Illustration of a human-looking robot with a stethoscope

Robots Provide Helping Hands to Nurses

Inspired by healthcare needs during the COVID-19 pandemic, Assistant Professor of Robotics Engineering Jane Li is leading a team of researchers on a project to develop advanced remote-controlled humanoid nursing robots that can help medical workers care for patients who are in quarantine or isolation.

The researchers, who expect to begin testing a new prototype this summer, are aiming to develop a user-friendly robot that can perform nursing-related tasks in settings where a high risk of contagion or infection threatens the health of nurses.

Although medical robots are used in major hospitals today, Li says, they are difficult to learn to use and difficult to operate, which often increases nurses’ workloads.

We are hoping this will revolutionize patient care, a benefit that can extend to in-home care and clinics.

Jane Li


To solve this challenge, Li is continuing development of a Tele-Robotic Intelligent Nursing Assistant (TRINA), a mobile, humanoid robot that has arms equally strong and gentle to transport medications or infectious samples, help patients adjust their positions, and even lift and carry patients. TRINA was developed at Duke University in 2016; Li was a postdoctoral researcher on the project.

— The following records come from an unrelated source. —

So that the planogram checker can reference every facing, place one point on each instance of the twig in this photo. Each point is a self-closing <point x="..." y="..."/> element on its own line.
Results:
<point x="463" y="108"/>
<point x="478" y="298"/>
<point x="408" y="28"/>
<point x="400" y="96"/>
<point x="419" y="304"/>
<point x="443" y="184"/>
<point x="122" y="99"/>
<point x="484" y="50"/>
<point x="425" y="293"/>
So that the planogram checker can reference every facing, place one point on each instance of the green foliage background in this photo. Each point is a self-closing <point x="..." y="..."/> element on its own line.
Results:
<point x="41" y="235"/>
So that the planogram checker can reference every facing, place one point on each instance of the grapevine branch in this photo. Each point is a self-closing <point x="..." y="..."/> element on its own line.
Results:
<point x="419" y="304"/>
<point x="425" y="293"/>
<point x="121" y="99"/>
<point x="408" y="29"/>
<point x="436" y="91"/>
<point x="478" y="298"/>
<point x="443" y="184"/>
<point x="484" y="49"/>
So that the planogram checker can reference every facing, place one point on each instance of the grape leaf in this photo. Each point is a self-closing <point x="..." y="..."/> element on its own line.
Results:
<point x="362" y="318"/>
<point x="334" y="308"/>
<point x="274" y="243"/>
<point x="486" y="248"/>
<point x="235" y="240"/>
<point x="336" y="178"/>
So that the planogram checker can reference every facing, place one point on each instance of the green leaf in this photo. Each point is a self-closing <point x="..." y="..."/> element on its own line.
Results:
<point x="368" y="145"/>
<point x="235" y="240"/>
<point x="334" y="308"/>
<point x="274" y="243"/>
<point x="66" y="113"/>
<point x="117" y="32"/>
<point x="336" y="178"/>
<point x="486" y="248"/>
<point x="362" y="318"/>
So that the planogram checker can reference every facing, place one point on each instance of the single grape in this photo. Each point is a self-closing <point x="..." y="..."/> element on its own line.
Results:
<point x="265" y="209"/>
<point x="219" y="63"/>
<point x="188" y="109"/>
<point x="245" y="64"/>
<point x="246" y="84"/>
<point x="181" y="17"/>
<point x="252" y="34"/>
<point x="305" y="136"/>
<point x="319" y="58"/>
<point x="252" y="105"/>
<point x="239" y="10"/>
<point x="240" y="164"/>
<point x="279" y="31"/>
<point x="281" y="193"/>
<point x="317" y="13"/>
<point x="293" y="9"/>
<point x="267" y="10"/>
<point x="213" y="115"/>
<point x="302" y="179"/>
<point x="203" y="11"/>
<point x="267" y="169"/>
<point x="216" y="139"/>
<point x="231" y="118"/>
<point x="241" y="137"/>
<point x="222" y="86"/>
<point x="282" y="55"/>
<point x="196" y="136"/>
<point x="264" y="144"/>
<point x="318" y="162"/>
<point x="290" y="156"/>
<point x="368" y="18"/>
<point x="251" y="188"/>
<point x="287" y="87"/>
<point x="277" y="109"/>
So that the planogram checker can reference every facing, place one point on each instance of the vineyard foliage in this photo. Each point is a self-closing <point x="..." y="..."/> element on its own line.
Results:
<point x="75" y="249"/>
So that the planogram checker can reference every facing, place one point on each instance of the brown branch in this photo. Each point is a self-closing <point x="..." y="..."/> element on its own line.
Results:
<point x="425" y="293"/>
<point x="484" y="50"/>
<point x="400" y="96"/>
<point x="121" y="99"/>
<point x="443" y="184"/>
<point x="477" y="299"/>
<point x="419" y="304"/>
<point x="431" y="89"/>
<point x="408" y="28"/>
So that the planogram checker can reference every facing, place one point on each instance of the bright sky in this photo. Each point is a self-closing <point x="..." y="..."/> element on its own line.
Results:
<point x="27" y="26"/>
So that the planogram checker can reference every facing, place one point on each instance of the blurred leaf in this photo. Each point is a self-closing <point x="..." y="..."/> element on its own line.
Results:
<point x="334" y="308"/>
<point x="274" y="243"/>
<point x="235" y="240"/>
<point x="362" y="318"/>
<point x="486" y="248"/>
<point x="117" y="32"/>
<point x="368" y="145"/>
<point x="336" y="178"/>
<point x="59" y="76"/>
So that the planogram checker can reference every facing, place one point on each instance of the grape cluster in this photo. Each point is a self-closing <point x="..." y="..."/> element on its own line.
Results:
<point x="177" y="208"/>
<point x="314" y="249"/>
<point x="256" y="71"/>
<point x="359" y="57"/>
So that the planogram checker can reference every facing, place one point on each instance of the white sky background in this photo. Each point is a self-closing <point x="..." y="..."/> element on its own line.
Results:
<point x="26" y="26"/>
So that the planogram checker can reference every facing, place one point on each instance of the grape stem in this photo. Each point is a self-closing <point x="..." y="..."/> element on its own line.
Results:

According to Li, TRINA could benefit patients as well as healthcare staff who are dealing with an aging American population and a persistent nursing shortage.

“I understand the heavy workloads and the stress that nurses encounter, and their fear of being exposed to infectious diseases as they care for patients,” says Li, who is principal investigator on the project and director of WPI’s Human-Inspired Robotics Lab. “These TRINA robots can relieve physical and emotional stress on healthcare workers. We are hoping this will revolutionize patient care, a benefit that can extend to in-home care and clinics.”

The project is funded with a three-year grant of $731,329 from the National Science Foundation in conjunction with the Centers for Disease Control and Prevention’s National Institute for Occupational Safety and Health.

Li is working on another project with co-principal investigator Cagdas Onal, associate professor of robotics engineering and director of the WPI Soft Robotics Lab, to create haptic gloves—wearable devices that will enable the nurse operating the robot to feel what the robot senses and to better control the robot’s movements. The haptic gloves will enable nurses to direct the robot’s hand movements in real time.

Onal, whose research has focused on creating strong, but soft, robotics, says the haptic gloves are designed for high accuracy of mirrored movements, enabling the robot to replicate the nurse’s hand gestures in real time.

“It will enable the nurses to feel as though they are doing these tasks in person,” he says, “while avoiding being in potentially dangerous conditions.”